The general feeling on the ground is that sales in Malta have dropped by around 50-60% over the past year, the President of the Chamber of Commerce has said.
Interviewed on Lovin Daily this morning, David Xuereb was asked about recent Eurostat figures which claim the volume of retail trade in Malta in December 2020 was 3.3% higher than it was in December 2019 despite the COVID-19 pandemic.
While the government said these statistics show its aid packages are truly making a difference, the Chamber of SMEs has cast doubt on the findings, warning the sentiment of retailers has never been so negative.
“There were certain retail sectors that did better last December than they did the previous year, but retail in general couldn’t have done better,” Xuereb said today. “I don’t know what the Eurostat statistics were based on, maybe their measurements were very sub-sectorial, but the general feel is that retail in general is down by anything between 50-60% from the previous year.”
The Chamber of Commerce president urged retailers to adapt to COVID-19 realities, such as by ensuring they have an online presence.
“Non-online sales and areas that have become relatively unnecessary in a COVID-19 world have suffered. The future of retail relates to the need to be connected to the customers’ true needs in a COVID-19 environment.”
“I don’t think this way of conducting ourselves and relating to each other is going to change any time soon. Retailers’ ability to address these new needs in a contactless environment is probably what will save them.

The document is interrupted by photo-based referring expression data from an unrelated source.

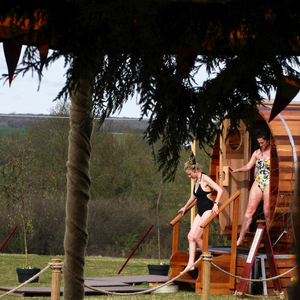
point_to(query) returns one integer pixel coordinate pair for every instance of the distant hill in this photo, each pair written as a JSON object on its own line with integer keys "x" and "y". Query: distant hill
{"x": 119, "y": 125}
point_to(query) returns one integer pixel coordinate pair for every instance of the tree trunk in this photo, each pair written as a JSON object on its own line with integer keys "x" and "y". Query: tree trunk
{"x": 78, "y": 187}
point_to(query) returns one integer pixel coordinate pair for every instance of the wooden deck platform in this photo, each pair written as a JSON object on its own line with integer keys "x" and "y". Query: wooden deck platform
{"x": 119, "y": 284}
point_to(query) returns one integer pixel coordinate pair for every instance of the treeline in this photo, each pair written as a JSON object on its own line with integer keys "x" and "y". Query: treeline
{"x": 124, "y": 192}
{"x": 25, "y": 121}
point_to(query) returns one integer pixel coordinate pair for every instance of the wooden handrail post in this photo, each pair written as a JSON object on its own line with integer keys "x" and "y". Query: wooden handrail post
{"x": 175, "y": 238}
{"x": 206, "y": 258}
{"x": 56, "y": 266}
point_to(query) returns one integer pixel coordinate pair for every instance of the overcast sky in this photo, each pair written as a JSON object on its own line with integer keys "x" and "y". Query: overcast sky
{"x": 23, "y": 95}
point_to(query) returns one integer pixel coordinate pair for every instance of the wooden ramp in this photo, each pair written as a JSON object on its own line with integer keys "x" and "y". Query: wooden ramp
{"x": 118, "y": 284}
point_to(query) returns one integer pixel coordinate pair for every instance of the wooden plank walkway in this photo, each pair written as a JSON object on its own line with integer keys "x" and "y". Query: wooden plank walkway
{"x": 118, "y": 284}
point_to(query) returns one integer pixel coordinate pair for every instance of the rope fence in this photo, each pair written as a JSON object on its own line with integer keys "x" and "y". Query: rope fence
{"x": 56, "y": 265}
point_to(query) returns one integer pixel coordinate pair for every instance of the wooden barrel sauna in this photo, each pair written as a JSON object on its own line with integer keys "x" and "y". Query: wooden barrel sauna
{"x": 236, "y": 151}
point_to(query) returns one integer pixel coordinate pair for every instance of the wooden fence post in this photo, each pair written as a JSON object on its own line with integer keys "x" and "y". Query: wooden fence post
{"x": 56, "y": 266}
{"x": 206, "y": 258}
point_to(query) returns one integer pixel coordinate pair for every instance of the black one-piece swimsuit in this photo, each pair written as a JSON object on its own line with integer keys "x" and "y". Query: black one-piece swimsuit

On the other, spending power and confidence by consumers is also important. We must see how this will pan out.”
Xuereb also welcomed a recent proposal by Opposition leader Bernard Grech for the government to incentivise people to buy furniture at cheaper prices.
“I think there can be value in this proposal,” he said. “Moving towards a zero carbon economy, we should incentivise people to purchase second-hand items, furniture, clothing, and apparel.”
“I think we can restructure our circular economy and the way we spend our money; even the current voucher incentives focuses solely on food and specific retail apparel like clothing is limiting.”
“I think people’s real needs today are even more basic than that and furniture could be one of them, so I can see the reason and value behind the proposal.”